Deze uitspraak is gedaan door mr. T. Peters, rechter, in aanwezigheid van mr. T.A.A. van Hooijdonk, griffier, op 3 maart 2023 en openbaar gemaakt door middel van geanonimiseerde publicatie op www.rechtspraak.nl.
griffier
rechter
Een afschrift van deze uitspraak is verzonden aan partijen op:

Bent u het niet eens met deze uitspraak?

Tegen deze tussenuitspraak staat nog geen hoger beroep open. Tegen deze tussenuitspraak kan hoger beroep worden ingesteld tegelijkertijd met hoger beroep tegen de (eventuele) einduitspraak in deze zaak.
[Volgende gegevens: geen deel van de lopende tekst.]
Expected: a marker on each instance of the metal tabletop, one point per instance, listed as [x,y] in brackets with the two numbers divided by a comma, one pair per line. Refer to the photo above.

Bijlage: voor deze uitspraak belangrijke wet- en regelgeving

Vordering op het gebruik van parkeerplaatsen en de verlening van vergunningen voor het parkeren (Parkeerverordening) (vervallen op 31 december 2021)
Artikel 4, vierde lid, onder b, van de Parkeerverordening
Het college kan uitsluitend parkeervergunningen verlenen aan bewoners met een adres in een straat/zone waar belanghebbendenparkeren geldt, ten behoeve van hun bezoekers, met dien verstande dat de parkeervergunningen slechts gelden voor een op het vergunningsbewijs aan te merken datum.
Artikel 6 van de Parkeerverordening
Het college kan in het belang van een goede verdeling van de beschikbare parkeercapaciteit nadere regels vaststellen.
Uitvoeringsbesluit Parkeerverordening Gemeente Veere 2021 (Uitvoeringsbesluit) (vervallen per 21 december 2021)
Artikel 1, onder f, van het Uitvoeringsbesluit
Bewoner: een ingezetene die is ingeschreven in de basisregistratie personen van de gemeente Veere.
Artikel 1, onder aa, van het Uitvoeringsbesluit
Tweede woning: woonruimte die niet gebruikt wordt als hoofdverblijf.
Artikel 6 van het Uitvoeringsbesluit
Parkeervergunningen voor bewoners ten behoeve van hun bezoekers als bedoeld in artikel 4, vierde lid, sub b van de Parkeerverordening worden verstrekt met inachtneming van de volgende bepalingen:
(…)
4. De parkeervergunning voor bewoners ten behoeve van hun bezoekers wordt uitsluitend verstrekt als de aanvrager de daartoe strekkende parkeerapp van de gemeente Veere gebruikt. Deze app wordt de Visite-app genoemd. Deze parkeervergunning heeft de vorm van een maximum tegoed dat wordt gekoppeld aan het account van aanvrager op de Visite-app.
5. Met het tegoed als bedoeld in het vierde lid van dit artikel kan de bewoner gastvrij zijn/haar bezoekers laten parkeren door in de Visite-app het kenteken van de bezoeker te registreren.
6. In afwijking van het vierde lid van dit artikel kunnen bewoners, met een parkeervergunning voor het ontvangen van bezoekers, die niet beschikken over een account op de Visite-app maandelijks vier parkeerkaarten (kraskaarten) kopen bij de balie van het gemeentehuis van de gemeente Veere. Een kraskaart is alleen geldig als deze volledig ingevuld achter de voorruit van het motorvoertuig van de bezoeker wordt gelegd.

Voetnoten

1.ABRvS 12 februari 2020, ECLI:NL:RVS:2020:452.